UN AFFRONTO IRRAZIONALE A CHI INVITA AD « ALLARGARE LA RAGIONE »

Quell’intolleranza la conosco bene. Parola di un’islamica riformista

SOUAD SBAI

Quando la notizia è arrivata, a metà pomeriggio, per un momento si è fermato tutto. La sede del centro culturale Averroè, a Roma, era affollata come sempre di amiche e collaboratrici: incredule e in silenzio ci siamo passate di mano in mano quei primi flash di agenzia. Non ci sembrava possibile quello che stava succedendo, che il Papa, questo Papa, fosse stato costretto a rinunciare al suo intervento nella più grande università italiana. Un uomo che per noi donne di cultura musulmana è prima di tutto l’uomo della pace e del dialogo, una figura mite e generosa che si adopera per far incontrare le diversità, soccorrere gli indifesi e gli oppressi, difendere in ogni parte del mondo i diritti della persona.
E non ci sembrava possibile che a metterlo alla porta fosse stata propria una di quelle università dell’Occidente a cui noi donne arabe – che ci ispiriamo a un pensatore come Averroè, paladino della ragione – guardiamo come una terra promessa del libero confronto di conoscenze e di saperi. Un luogo di speranza e non di intolleranza, per noi che sappiamo bene a cosa conduce l’intolleranza, tanto più quando si proclama intoccabile e si propone come depositaria di una ragione assoluta che si fa un merito di rifiutare le ragioni degli altri.
Anche per noi è stato un giorno di tristezza e di vergogna perché si è celebrata l’affermazione di un’ideologia faziosa e arrogante, di un laicismo illiberale e opportunista che vuole avere mani libere nella costruzione di una società italiana a sua immagine e somiglianza. Priva di valori, di contenuti, di spiritualità e di impulsi ideali.
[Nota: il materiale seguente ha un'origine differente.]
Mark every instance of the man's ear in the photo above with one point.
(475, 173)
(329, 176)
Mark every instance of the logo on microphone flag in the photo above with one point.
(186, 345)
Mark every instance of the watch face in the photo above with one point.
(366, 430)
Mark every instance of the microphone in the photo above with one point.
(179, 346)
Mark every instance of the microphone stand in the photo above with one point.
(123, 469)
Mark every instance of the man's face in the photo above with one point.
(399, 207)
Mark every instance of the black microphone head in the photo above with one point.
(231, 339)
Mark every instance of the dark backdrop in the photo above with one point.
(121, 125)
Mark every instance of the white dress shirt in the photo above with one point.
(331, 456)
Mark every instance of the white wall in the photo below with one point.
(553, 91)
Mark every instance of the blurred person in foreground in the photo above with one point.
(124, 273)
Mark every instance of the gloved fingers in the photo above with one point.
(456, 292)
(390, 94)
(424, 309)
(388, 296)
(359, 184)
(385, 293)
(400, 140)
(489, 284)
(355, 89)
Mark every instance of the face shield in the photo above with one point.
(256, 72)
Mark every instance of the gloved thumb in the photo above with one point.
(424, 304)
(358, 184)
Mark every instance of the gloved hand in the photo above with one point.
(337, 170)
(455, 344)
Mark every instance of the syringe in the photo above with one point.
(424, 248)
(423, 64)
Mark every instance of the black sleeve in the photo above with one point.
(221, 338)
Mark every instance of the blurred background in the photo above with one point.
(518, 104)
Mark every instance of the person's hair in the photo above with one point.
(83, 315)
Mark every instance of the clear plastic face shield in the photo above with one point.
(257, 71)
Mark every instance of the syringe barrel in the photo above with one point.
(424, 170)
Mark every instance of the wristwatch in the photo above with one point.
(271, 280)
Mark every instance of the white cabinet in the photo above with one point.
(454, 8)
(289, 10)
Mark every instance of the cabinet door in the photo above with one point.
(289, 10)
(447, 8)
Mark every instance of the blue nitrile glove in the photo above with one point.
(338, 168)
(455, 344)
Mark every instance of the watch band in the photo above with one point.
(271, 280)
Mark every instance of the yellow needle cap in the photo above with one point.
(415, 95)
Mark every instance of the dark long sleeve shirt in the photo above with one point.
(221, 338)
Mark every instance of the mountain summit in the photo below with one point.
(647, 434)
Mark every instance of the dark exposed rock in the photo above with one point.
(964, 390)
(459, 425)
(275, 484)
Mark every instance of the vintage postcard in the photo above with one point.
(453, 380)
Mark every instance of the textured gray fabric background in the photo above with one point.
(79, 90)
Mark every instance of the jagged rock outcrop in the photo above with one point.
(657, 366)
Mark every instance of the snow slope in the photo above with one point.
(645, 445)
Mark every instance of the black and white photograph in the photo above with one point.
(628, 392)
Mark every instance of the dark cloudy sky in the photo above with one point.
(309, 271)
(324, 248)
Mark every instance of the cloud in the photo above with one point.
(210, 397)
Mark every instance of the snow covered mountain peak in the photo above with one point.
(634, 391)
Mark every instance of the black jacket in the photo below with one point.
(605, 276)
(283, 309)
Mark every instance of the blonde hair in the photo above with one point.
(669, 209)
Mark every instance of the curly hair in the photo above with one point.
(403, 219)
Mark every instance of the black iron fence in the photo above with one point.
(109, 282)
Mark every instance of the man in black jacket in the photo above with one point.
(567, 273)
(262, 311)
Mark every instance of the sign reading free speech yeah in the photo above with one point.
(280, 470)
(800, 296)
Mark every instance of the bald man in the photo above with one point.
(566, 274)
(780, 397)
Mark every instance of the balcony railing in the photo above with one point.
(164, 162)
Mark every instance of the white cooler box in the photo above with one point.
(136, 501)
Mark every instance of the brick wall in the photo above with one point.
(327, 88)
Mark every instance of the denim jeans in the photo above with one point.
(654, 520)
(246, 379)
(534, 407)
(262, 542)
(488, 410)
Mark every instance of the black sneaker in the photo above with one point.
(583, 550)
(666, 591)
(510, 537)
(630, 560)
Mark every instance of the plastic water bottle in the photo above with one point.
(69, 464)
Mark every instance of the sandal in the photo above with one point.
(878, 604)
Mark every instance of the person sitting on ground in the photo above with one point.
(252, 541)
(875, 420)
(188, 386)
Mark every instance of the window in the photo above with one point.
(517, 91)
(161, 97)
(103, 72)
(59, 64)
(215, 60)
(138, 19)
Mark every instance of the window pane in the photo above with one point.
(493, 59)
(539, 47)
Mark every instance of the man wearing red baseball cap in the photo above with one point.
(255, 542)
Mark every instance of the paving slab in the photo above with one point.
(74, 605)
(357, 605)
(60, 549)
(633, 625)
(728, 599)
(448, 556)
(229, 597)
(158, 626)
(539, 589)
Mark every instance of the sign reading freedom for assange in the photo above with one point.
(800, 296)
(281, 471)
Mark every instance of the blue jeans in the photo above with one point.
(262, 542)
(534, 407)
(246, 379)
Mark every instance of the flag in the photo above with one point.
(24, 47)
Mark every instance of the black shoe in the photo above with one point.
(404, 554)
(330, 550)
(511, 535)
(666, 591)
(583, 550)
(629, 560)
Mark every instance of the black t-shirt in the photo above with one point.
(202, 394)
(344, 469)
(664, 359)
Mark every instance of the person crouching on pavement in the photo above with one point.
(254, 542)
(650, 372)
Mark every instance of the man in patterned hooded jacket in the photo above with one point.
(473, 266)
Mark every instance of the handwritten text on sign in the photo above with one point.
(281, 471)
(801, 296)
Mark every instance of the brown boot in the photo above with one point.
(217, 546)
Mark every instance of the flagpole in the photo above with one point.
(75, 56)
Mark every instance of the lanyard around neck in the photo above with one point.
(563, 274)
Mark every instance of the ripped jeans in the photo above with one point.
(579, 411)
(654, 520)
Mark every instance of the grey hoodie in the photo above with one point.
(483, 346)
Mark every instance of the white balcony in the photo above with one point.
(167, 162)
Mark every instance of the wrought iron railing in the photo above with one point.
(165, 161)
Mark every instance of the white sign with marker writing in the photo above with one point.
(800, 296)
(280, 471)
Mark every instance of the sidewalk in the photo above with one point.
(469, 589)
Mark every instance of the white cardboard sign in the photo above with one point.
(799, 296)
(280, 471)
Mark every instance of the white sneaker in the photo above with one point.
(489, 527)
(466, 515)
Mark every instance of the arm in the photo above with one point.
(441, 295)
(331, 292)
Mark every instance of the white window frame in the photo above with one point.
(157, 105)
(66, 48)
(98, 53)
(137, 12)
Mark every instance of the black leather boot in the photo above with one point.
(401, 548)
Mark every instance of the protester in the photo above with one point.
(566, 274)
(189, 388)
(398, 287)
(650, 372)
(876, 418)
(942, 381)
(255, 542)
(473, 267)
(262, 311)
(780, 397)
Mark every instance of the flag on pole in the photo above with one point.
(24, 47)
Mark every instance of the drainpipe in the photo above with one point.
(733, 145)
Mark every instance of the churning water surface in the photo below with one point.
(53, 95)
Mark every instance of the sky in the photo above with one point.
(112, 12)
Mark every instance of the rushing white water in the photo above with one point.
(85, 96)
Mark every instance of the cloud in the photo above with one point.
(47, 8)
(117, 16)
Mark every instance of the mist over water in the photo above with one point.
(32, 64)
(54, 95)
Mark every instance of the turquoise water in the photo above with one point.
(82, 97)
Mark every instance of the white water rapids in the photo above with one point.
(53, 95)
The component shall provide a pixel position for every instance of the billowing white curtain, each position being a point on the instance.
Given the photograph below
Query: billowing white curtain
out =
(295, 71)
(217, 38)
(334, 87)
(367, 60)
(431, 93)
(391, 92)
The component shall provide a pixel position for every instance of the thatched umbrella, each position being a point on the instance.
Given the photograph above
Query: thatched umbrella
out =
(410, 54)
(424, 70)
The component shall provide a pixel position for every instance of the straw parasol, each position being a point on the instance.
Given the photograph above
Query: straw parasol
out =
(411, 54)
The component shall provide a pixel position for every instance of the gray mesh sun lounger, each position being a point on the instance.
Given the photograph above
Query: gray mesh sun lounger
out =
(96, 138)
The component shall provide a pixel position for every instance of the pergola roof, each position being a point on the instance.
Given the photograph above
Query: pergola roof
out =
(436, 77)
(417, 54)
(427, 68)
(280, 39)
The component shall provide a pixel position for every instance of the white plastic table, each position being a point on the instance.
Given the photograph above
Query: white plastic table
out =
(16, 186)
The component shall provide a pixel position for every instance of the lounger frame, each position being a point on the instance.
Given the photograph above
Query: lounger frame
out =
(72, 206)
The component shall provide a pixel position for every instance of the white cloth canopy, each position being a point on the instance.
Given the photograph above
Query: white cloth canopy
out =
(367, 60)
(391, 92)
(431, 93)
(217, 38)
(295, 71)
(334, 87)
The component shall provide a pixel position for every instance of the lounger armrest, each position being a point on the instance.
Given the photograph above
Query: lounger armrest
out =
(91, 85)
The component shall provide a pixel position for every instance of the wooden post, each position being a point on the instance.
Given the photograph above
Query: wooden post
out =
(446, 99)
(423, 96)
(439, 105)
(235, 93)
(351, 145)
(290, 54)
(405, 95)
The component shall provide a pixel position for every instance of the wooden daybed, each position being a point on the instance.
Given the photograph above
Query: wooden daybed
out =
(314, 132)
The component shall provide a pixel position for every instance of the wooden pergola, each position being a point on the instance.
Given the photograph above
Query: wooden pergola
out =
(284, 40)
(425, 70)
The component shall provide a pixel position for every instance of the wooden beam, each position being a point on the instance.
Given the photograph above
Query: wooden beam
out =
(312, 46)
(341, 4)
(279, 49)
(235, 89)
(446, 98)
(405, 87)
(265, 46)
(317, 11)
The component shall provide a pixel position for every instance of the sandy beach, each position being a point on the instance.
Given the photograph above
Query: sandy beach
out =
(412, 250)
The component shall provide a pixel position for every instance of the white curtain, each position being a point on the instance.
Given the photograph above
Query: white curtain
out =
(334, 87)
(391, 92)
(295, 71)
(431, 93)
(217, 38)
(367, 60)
L’ideologia che impedisce a Benedetto XVI di prendere la parola in un ateneo della sua città è la stessa che invita a parlare negli atenei alcuni estremisti islamici ed esponenti della sinistra più estrema. Accomunati, non a caso, dalla stessa ripulsa delle grandi verità della storia e dallo stesso rifiuto del pensiero umanistico così come dell’appassionante confronto sul rapporto tra fede e ragione che proprio Benedetto XVI ha messo al centro del confronto tra islam e Occidente.

Anziché raccogliere il suo ripetuto invito ad «allargare la ragione», si restringe irrazionalmente l’orizzonte della conoscenza e del dibattito, a detrimento degli studenti che stanno formando il loro bagaglio umano e intellettuale e del patrimonio culturale dell’intero ateneo.
Le prove generali della deriva dispotica e illiberale di un Paese, ce lo insegna proprio la storia, si fanno spesso nelle aule delle università. In alcuni Paesi arabi incamminati sulla strada delle riforme liberali e dove pure l’estremismo islamico è un pericolo ben presente, se un ospite viene invitato in un’università nessuno può permettersi di metterlo alla porta. E se questo dovesse capitare, i primi a ribellarsi sarebbero proprio i suoi studenti e i suoi insegnanti. Tutti, nessuno escluso, qualunque sia il loro credo politico, religioso o culturale. Se in Italia non è così vuol dire che quello a cui abbiamo assistito non è solo il giorno della tristezza e della vergogna. È l’alba della sconfitta della civiltà di un intero Paese.
Ma noi, come tanti insieme a noi, non ci stiamo.